Back then I always thought what a great time it must have been and what a great man my great-grandfather must have been. But I was also kind of sad that I never met him.
How difficult it must have been for a single mother like my grandma, I would only realise later.
The Fashion Icon
When I was with her, I would sometimes sneak into her cold bedroom and secretly open her bedroom closets. They all smelled of soap and, stacked in absolute perfection, contained everything from bedclothes, sheets, petticoats, tights, towels, hats, tablecloths. They contained what felt like thousands of blouses, skirts, dresses, coats, shoes. If my grandma had anything, it was clothes — but not a single pair of trousers.

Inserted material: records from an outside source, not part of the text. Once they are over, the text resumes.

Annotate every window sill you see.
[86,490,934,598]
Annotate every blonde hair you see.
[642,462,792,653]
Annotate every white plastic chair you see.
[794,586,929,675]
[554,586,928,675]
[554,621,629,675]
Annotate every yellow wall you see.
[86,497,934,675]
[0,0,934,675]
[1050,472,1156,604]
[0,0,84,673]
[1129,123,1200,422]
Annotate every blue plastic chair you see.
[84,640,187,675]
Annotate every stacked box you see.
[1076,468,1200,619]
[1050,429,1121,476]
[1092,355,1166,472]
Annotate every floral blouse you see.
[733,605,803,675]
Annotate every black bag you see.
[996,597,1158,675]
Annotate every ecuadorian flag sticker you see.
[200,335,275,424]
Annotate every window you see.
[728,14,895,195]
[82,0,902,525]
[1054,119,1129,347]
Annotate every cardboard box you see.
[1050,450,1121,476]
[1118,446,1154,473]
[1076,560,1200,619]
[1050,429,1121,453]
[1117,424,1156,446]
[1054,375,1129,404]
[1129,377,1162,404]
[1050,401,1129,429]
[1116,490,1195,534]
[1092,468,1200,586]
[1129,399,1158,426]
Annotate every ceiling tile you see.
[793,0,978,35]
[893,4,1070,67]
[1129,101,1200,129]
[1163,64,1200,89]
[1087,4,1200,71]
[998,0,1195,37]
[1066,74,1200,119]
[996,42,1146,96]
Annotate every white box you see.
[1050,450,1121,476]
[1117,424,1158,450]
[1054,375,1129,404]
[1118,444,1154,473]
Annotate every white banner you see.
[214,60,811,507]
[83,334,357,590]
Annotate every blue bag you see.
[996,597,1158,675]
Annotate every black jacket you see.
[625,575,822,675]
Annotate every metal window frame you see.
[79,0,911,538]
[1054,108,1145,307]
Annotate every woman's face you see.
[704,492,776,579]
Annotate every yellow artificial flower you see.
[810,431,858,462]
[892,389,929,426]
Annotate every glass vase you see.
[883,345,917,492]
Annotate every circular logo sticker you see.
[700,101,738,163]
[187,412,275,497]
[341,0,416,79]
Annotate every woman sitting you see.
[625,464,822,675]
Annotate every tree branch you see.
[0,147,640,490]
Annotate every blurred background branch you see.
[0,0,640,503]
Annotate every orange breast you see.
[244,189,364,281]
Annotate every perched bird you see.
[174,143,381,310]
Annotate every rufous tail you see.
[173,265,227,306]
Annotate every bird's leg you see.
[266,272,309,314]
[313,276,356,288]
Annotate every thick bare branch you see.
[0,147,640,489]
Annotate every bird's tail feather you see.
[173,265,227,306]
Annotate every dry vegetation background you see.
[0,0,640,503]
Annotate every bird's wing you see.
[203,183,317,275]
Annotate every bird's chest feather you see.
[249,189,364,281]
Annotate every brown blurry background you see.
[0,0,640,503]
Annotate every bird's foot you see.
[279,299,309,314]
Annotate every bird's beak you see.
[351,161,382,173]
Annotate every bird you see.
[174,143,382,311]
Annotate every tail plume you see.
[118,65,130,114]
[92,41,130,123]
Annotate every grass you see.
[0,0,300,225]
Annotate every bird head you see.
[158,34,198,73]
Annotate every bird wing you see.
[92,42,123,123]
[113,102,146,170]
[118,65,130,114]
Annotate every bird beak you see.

As long as I knew her, she wore dresses, blouses or skirts. The most extraordinary, in terms of wearing pants, was wearing culottes. But that was more for special occasions. She has not worn jogging pants, jeans or even a short skirt in her entire life. When it was warm, she just wore a thinner skirt that would cover her knees and a short-sleeved blouse.
When Oma got dressed, everything from stockings held with suspenders to underskirt and “Büstenhalter” was there. Leather shoes with wedge heels, in winter a warm woolen coat with a fur collar and a hat. When it was time to go to town or to see a doctor, every now and then the brooch was clipped on!
Then Grandma was all dolled up, ready to go.
She was perfectly dressed every day. She either washed her things in the dry cleaner or by hand, because she didn’t have a washing machine. She always had her hair tied in a bun, which she undid every evening when she went to bed. Short hairstyles were never her thing.
I still dream of her today, of this great woman, from whom I learned so much and who influenced me so much.
Thank you Oma Betty. Thank you for your big heart and for sharing those moments with me.
You are and always will be the best.